Guayo is a rural barrio in the municipality of Adjuntas, Puerto Rico.

==History==
Guayo (Spanish for 'grater', named after the Guayo River) was created as a distinct barrio within the municipality of Adjuntas in 1883, along with Yayales, Limaní, Guayabo Dulce, Tanamá and Guilarte. The development of the barrio itself is closely linked to the historical development of the nearby settlement of Castañer, today within the municipality of Lares, and to the establishment of the Guayo Lake, important for the local agricultural industry, particularly coffee growth.

== Demographics ==
Guayo was in Spain's gazetteers until Puerto Rico was ceded by Spain in the aftermath of the Spanish–American War under the terms of the Treaty of Paris of 1898 and became an unincorporated territory of the United States.

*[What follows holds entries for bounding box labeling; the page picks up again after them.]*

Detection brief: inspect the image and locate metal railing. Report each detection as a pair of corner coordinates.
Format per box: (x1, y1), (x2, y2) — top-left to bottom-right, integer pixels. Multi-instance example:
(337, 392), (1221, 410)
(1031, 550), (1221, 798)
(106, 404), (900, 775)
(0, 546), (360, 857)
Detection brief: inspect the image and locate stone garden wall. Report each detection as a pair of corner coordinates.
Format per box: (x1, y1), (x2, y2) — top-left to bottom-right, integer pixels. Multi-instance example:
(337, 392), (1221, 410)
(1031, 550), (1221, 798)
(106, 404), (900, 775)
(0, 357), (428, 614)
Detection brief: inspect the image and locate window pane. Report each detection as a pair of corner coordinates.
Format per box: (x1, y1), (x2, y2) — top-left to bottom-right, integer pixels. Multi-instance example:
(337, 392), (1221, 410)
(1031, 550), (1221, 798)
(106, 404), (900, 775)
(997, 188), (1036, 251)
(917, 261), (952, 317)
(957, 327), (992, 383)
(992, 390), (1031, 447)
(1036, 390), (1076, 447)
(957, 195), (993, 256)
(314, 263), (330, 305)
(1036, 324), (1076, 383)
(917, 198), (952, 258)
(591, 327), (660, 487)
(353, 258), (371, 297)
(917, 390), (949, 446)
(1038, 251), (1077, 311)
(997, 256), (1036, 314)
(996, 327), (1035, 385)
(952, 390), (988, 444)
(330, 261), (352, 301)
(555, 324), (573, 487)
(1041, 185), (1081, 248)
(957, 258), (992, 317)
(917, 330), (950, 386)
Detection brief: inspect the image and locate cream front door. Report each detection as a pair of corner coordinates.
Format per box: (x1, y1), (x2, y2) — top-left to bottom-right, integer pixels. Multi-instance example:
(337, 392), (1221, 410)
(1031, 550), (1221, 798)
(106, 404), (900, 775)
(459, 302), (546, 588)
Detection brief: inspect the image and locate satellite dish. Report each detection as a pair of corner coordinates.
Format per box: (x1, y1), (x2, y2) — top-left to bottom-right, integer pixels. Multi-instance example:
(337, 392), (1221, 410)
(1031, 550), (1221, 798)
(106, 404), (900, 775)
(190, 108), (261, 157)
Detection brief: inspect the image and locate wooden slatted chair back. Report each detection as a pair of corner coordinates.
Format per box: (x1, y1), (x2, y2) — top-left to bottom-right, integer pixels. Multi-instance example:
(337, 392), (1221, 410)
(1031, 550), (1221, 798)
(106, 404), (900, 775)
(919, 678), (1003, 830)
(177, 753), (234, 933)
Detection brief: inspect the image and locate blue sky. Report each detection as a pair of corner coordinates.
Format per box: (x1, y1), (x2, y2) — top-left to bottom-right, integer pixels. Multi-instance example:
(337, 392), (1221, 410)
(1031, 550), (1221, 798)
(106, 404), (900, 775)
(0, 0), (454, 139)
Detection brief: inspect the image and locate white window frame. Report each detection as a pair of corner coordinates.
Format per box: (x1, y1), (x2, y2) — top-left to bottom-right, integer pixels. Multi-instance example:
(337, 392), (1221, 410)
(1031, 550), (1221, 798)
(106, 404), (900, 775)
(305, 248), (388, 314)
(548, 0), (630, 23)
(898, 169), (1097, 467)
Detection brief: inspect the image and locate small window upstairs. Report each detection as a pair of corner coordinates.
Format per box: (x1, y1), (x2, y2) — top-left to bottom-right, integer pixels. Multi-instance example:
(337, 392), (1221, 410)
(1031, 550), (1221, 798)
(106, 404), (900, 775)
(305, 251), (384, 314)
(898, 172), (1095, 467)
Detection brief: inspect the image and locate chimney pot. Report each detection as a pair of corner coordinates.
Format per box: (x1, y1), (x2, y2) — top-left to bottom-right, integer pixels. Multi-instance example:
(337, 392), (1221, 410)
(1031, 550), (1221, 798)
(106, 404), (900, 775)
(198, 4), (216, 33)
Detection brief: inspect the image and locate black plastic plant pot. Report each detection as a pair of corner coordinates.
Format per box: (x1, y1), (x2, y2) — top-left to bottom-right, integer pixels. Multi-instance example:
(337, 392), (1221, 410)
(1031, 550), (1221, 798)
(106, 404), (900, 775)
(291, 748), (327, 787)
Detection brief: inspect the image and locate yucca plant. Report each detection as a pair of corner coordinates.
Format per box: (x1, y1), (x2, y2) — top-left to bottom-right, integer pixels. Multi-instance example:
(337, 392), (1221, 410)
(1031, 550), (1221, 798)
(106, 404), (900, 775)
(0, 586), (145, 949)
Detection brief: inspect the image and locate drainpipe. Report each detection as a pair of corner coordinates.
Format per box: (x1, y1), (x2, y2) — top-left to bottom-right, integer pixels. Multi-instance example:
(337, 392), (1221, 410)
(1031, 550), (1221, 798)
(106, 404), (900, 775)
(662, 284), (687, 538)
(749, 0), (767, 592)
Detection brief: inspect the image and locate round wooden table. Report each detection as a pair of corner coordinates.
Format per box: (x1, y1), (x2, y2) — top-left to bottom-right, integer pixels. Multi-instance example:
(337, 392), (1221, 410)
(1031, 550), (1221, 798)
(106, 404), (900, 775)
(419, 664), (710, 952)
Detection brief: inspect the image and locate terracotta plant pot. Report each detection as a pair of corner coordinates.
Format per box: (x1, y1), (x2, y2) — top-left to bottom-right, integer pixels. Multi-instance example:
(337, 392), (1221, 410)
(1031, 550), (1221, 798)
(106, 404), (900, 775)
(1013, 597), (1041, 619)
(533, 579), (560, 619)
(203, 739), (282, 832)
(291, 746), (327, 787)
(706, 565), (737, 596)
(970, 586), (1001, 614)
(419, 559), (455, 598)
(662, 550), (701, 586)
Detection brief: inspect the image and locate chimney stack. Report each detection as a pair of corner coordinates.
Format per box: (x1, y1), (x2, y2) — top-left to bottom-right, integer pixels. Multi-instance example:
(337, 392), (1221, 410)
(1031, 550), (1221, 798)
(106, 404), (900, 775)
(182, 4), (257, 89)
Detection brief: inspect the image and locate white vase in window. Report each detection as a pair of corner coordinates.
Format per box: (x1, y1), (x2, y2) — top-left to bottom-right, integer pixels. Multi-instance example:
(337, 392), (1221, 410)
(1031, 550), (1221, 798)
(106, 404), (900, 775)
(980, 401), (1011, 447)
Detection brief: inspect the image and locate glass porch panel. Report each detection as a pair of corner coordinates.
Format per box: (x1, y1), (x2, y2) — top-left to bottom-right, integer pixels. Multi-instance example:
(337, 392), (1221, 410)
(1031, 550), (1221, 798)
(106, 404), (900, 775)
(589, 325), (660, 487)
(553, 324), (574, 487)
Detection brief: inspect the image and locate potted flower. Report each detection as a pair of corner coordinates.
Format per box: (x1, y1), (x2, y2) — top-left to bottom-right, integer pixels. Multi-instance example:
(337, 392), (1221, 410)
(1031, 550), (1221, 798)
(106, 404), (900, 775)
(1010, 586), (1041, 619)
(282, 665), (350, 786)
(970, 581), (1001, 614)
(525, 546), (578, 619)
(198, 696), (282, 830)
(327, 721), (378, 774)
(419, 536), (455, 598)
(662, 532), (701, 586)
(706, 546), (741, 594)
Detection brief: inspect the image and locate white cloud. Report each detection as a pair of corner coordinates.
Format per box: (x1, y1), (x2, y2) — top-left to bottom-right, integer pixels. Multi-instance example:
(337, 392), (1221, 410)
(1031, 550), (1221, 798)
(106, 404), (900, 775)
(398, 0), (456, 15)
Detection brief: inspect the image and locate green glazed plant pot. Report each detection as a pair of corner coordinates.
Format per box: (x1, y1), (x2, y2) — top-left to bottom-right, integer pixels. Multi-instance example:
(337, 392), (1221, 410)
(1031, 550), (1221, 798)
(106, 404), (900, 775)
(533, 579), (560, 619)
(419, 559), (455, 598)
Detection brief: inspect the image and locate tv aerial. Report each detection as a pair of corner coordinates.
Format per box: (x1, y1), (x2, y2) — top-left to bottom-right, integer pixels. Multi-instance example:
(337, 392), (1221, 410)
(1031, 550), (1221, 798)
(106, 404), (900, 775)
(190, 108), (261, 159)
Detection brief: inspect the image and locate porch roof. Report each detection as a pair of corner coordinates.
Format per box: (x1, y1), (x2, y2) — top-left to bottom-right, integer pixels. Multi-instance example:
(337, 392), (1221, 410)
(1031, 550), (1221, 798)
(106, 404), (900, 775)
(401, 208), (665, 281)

In 1899, the United States Department of War conducted a census of Puerto Rico finding that the combined population of Guayo barrio and Vega Abajo barrio was 1,275.

Historical population
| Census | Pop. | Note | %± |
| 1910 | 639 |  | — |
| 1920 | 485 |  | −24.1% |
| 1930 | 504 |  | 3.9% |
| 1940 | 872 |  | 73.0% |
| 1950 | 1,272 |  | 45.9% |
| 1960 | 918 |  | −27.8% |
| 1970 | 992 |  | 8.1% |
| 1980 | 979 |  | −1.3% |
| 1990 | 890 |  | −9.1% |
| 2000 | 886 |  | −0.4% |
| 2010 | 853 |  | −3.7% |
U.S. Decennial Census 1900 (N/A) 1910-1930 1930-1950 1960 1980-2000 2010

=== Special Community ===
Since 2001 when law 1-2001 was passed, measures have been taken to identify and address the high levels of poverty and the lack of resources and opportunities affecting specific communities in Puerto Rico. Initially there were 686 places that made the list. By 2008, there were 742 places on the list of Comunidades especiales de Puerto Rico. The places on the list are barrios, communities, sectors, or neighborhoods and Guayo was one of the seven areas in Adjuntas which made the list.

== Landmarks and places of interest ==

- Guayo Lake, shared with the municipality of Lares, is a reservoir established in 1957 by the damming of the Guayo River.